El casabe toma terreno ante la ausencia de la arepa

El casabe toma terreno ante la ausencia de la arepa

 

Las casaberas de esta comunidad carabobeña trabajan full para suplir la creciente demanda del casabe, sobre todo en estos tiempos de guerra económica. El casabe contiene un alto contenido de fibra y en la mesa “pega con todo”

 

Las casaberas de El Rincón, una comunidad asentada en el municipio Tocuyito, estado Carabobo, en la margen derecha de Campo Carabobo, han aumentado sustancialmente su producción ante las dificultades del pueblo para adquirir la harina precocida y elaborar la infaltable arepa en la mesa de los venezolanos.

Carmen Rodríguez y Ana Campos, casaberas del sector, señalan que los compradores al por mayor les han pedido más bultos pero en algunos casos se ven impedidas para incrementar la producción debido a la limitada capacidad instalada.

Carmen Rodríguez, a cuya bodega acude mucha gente, detalla los argumento expresados por quienes acuden a su pequeña bodega, para no andar por ahí cazando un producto que se puede sustituir con facilidad:

“Sí aumentó el consumo de casabe en estos días. Mucha gente dice, yo no voy a estar buscando harina teniendo otras cosas con las que podemos sustituirla: el casabe, el plátano, la yuca”, señala Carmen Rosa, quien asegura orgullosa e que crió y le dio estudios a su “dos hermosas hijas”, elaborando y vendiendo casabe.
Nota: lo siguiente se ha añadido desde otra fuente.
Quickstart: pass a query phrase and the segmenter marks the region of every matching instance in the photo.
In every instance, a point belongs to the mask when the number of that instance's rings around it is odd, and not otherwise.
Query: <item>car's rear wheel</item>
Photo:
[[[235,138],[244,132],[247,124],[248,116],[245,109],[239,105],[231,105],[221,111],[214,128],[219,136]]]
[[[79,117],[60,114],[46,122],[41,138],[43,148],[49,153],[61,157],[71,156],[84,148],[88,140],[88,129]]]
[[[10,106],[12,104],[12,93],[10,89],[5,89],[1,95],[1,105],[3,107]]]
“Ahora que no hay harina, es lo que están buscando más (el casabe) .La producción ha subido como usted no tiene idea. Hemos tenido que trabajar un turno nocturno”, dice por su parte Ana Campos.

Las casaberas de esta comunidad carabobeña son pequeñas empresas familiares instaladas generalmente en el patio de la casa , bajo un galponcito de techo de cinc. Poseen entre dos o tres líneas de producción con una, dos, tres y hasta cuatro budares, todos sobre una serie de hornos calentados con gas o leña.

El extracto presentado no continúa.